Baltimore—The Walters Art Museum announces Peer One, a video tour curated by staff member and artist Kari Altmann, using the museum’s new works of art website http://art.thewalters.org/ as a starting point. A group of contemporaries, including artists, curators and bloggers, will respond with videos to objects in the museum’s permanent collection. Altmann invited her online peers to participate and encouraged them to place the museum’s objects into a contemporary context. The final videos will be available as a tour of clips correlating with specific museum objects or galleries. The results will range in form from experimental video art to critical audiovisual essays.
“The museum’s founders, William and Henry Walters, often traveled from pier to pier collecting cultural treasures in object form and sending them back to Baltimore,” said Altmann. “In contemporary times, this translates to a virtual sea of content where a new peer-to-peer outpost is established—one that is open for exchange and subject to the same conditions and issues as other trade routes.”
Visitors are encouraged to take the Peer One video tour on Saturday, Jan. 21 and attend a 2 p.m. presentation in the Graham Auditorium. A reception with light refreshments will follow. The tour will be available at www.thewalters.org for download, starting on Friday, Jan. 20, 2012. A limited quantity of handheld devices with preloaded video tours will be available to check out at the Walters.

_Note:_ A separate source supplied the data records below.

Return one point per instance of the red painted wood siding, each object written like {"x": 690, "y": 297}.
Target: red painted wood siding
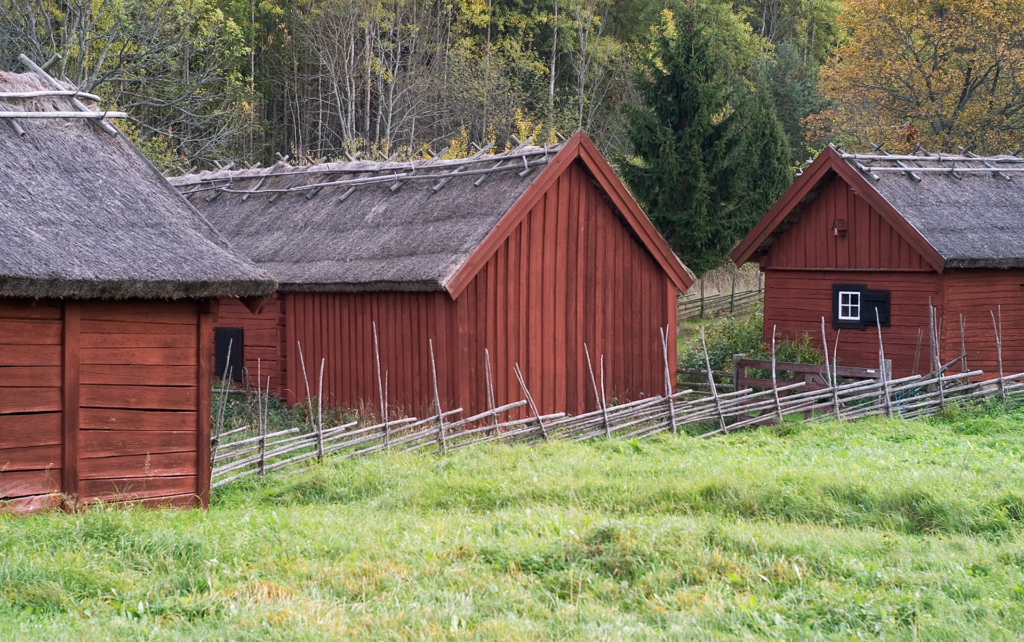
{"x": 133, "y": 368}
{"x": 569, "y": 273}
{"x": 264, "y": 338}
{"x": 795, "y": 302}
{"x": 30, "y": 404}
{"x": 976, "y": 293}
{"x": 869, "y": 243}
{"x": 139, "y": 369}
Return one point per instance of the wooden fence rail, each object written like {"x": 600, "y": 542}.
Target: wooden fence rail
{"x": 812, "y": 393}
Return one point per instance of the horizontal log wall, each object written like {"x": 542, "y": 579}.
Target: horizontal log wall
{"x": 31, "y": 404}
{"x": 569, "y": 273}
{"x": 99, "y": 400}
{"x": 138, "y": 377}
{"x": 264, "y": 338}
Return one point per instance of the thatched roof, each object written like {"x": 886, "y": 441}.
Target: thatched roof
{"x": 376, "y": 225}
{"x": 957, "y": 210}
{"x": 972, "y": 215}
{"x": 84, "y": 215}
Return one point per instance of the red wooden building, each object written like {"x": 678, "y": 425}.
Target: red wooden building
{"x": 529, "y": 254}
{"x": 857, "y": 232}
{"x": 110, "y": 284}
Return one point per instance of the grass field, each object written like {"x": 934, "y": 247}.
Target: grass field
{"x": 879, "y": 529}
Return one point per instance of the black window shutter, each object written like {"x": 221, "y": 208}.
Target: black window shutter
{"x": 222, "y": 337}
{"x": 839, "y": 324}
{"x": 871, "y": 300}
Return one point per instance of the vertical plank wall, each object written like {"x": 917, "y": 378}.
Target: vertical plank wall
{"x": 804, "y": 262}
{"x": 569, "y": 273}
{"x": 139, "y": 400}
{"x": 976, "y": 294}
{"x": 31, "y": 357}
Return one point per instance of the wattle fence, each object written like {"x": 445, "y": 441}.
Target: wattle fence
{"x": 821, "y": 395}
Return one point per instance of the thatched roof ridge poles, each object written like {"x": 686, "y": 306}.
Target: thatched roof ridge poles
{"x": 946, "y": 170}
{"x": 365, "y": 181}
{"x": 249, "y": 174}
{"x": 502, "y": 161}
{"x": 948, "y": 158}
{"x": 459, "y": 169}
{"x": 97, "y": 116}
{"x": 27, "y": 95}
{"x": 899, "y": 164}
{"x": 989, "y": 165}
{"x": 26, "y": 60}
{"x": 13, "y": 123}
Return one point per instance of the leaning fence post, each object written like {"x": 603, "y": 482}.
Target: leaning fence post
{"x": 963, "y": 348}
{"x": 830, "y": 372}
{"x": 259, "y": 420}
{"x": 668, "y": 380}
{"x": 998, "y": 351}
{"x": 491, "y": 391}
{"x": 774, "y": 385}
{"x": 380, "y": 387}
{"x": 305, "y": 378}
{"x": 441, "y": 442}
{"x": 882, "y": 367}
{"x": 529, "y": 399}
{"x": 836, "y": 371}
{"x": 320, "y": 412}
{"x": 598, "y": 395}
{"x": 711, "y": 382}
{"x": 934, "y": 352}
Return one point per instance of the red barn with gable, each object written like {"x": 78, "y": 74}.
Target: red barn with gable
{"x": 857, "y": 233}
{"x": 110, "y": 285}
{"x": 529, "y": 254}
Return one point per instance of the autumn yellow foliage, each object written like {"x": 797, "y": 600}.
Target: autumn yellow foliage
{"x": 940, "y": 74}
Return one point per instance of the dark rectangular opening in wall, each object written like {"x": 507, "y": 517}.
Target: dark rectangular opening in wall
{"x": 855, "y": 306}
{"x": 222, "y": 339}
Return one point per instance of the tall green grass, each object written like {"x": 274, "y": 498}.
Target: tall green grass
{"x": 884, "y": 529}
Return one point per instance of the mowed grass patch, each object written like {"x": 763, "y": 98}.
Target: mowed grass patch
{"x": 878, "y": 529}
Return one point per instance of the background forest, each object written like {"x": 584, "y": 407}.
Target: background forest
{"x": 707, "y": 109}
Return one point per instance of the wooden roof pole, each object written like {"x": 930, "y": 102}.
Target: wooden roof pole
{"x": 26, "y": 60}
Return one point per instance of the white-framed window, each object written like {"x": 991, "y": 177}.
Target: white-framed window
{"x": 849, "y": 305}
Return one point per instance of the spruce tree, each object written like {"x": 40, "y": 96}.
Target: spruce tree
{"x": 710, "y": 155}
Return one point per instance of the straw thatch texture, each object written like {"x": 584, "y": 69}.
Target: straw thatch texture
{"x": 84, "y": 215}
{"x": 973, "y": 220}
{"x": 364, "y": 237}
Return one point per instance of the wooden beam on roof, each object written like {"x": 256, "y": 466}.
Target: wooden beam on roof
{"x": 830, "y": 161}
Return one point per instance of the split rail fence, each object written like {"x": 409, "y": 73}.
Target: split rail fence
{"x": 827, "y": 392}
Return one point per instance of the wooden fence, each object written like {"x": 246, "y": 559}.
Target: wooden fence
{"x": 825, "y": 392}
{"x": 734, "y": 302}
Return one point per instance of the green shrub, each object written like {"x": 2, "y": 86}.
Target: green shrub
{"x": 742, "y": 335}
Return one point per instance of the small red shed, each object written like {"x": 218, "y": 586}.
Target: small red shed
{"x": 110, "y": 284}
{"x": 858, "y": 232}
{"x": 529, "y": 254}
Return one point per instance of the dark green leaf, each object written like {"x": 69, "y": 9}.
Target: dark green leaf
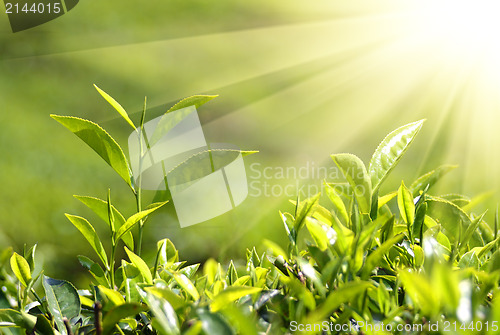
{"x": 62, "y": 300}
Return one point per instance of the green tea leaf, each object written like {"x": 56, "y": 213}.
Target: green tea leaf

This year Altmann won the Apgar Award, a fund established in 2001 by Ann and Sandy Apgar, to honor Walters staff who make a significant and innovative contribution to the use of technology to further the museum’s mission of bringing art and people together for enjoyment, discovery and learning. Each year 5% of the $100,000 endowment is made available to the award winner.
The Walters Art Museum
The Walters Art Museum is located in downtown Baltimore’s historic Mount Vernon Cultural District at North Charles and Centre streets. Its permanent collection includes ancient art, medieval art and manuscripts, decorative objects, Asian art, and Old Master and 19th-century paintings.